I choose life

With the pale blue sky above me and the soft twitterings of birds drifting down from the trees and our rooftop, I find it impossible to be gloomy.  Here on my porch, a cup of coffee nearby, wrapped in a colorful sweatshirt, I feel more content than I have for a long time.

I’ve had a few challenges to my resolve to live complaint-free this week.  I found several fairly serious mistakes made by an employee and snapped at her, something for which I quickly and thoroughly apologized.  Nothing that needs to be said must be said in ugly tones; and on that day, my tone regressed to exasperation.  Within minutes, I realized what I had done, and asked for her forgivness.

Other personal challenges draw me away from my resolve to live complaint-free.  I’ve not necessarily handled those challenges well this week.  My greatest puzzlement lies in my inability to handle the suggestions of others for how I should change, even if the ideas expressed seem thoughtful and well-intended.  I’m told to work less, sleep more, do this, do that; and I find myself wondering if I’m just someone’s class project.  I can’t quite figure out why I resent the efforts of others to advise me.  Perhaps I fear that their attempts stem from their basic belief that I am incapable of managing my own affairs.

Whatever the case, I find myself rocking back on my feet, trying to see the goodness in the efforts of others to help me better my situation.  They mean well, I tell myself.  Don’t take it personally, I caution, inwardly.  Nobody’s criticizing you.  They just want you to feel good.  I move past the moment, smile, thank the well-meaning advisor, and stow their suggestions away for later reflection.

I listen to other people’s problems for a living.  I pursue litigation on their behalf, sometimes with complete success, other times failing utterly.  Most times, I find the middle ground.  As client after client sits in my office unburdening themselves, I find my mind drifting, my eyes shifting to the window, my spirit wandering.  I draw my attention back to my client; they deserve my utmost focus.  But decades of this rapt listening has worn me.  I crave silence.  I crave moments like the one in which I find myself this morning:  soft breeze, sweet smells, warm sun.  I yearn for peace.

At a gathering last night, someone asked me if I am close to my siblings.  I was closest to one who died, I told her, realizing that I had rarely spoken those words outloud.  How long ago did he die, she asked.  She gasped when I told her that it had been seventeen years; seventeen years this June.  Oh my, he must have been young, she sighed.  Indeed.  Thirty-seven.

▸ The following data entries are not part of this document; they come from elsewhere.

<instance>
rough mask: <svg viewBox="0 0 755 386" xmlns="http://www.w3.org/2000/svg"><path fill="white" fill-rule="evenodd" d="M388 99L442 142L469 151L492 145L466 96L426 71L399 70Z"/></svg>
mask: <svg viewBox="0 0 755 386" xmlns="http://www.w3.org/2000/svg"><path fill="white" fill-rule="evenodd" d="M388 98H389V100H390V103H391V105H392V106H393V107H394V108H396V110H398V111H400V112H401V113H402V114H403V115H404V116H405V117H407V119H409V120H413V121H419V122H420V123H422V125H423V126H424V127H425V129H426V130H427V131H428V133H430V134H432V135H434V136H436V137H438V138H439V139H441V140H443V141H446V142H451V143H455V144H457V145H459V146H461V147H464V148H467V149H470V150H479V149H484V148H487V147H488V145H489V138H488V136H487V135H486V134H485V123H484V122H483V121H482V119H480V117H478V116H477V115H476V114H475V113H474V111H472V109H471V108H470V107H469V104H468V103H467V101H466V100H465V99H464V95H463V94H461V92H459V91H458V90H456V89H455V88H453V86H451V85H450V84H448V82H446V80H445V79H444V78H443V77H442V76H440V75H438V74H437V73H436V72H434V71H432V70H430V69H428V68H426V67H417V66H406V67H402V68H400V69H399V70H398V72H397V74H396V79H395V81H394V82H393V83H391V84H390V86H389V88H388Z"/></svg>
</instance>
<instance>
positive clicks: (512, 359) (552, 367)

Every year, as the anniversary of my brother’s passing approaches, I think about the burdens he carried.  Demons rode his back; as demons cling to all of us.  I have my own.  Most of mine hide just out of sight, snickering, telling me that I’m not good enough, or pretty enough, or successful enough.  These taunts inform me less and less as I let go of the twisted ways that my insecurities have made me behave.  My brother Steve and I had any of the same demons: A damaging father, essential insecurity, failed relationships.  Sorrowfully, he choose death as a way of escaping them.

I choose life.

 

2 thoughts on “I choose life

  1. Linda Overton

    I, for one, am very glad you do. My life would have been much less if I had never met you.

    Reply
  2. ccorleyjd365 Post author

    Linda, you have no idea how good it is to hear this. Likewise, my dear; likewise. I often recall this phrase you used and needed too many times with me, “I forgave you when you done it.”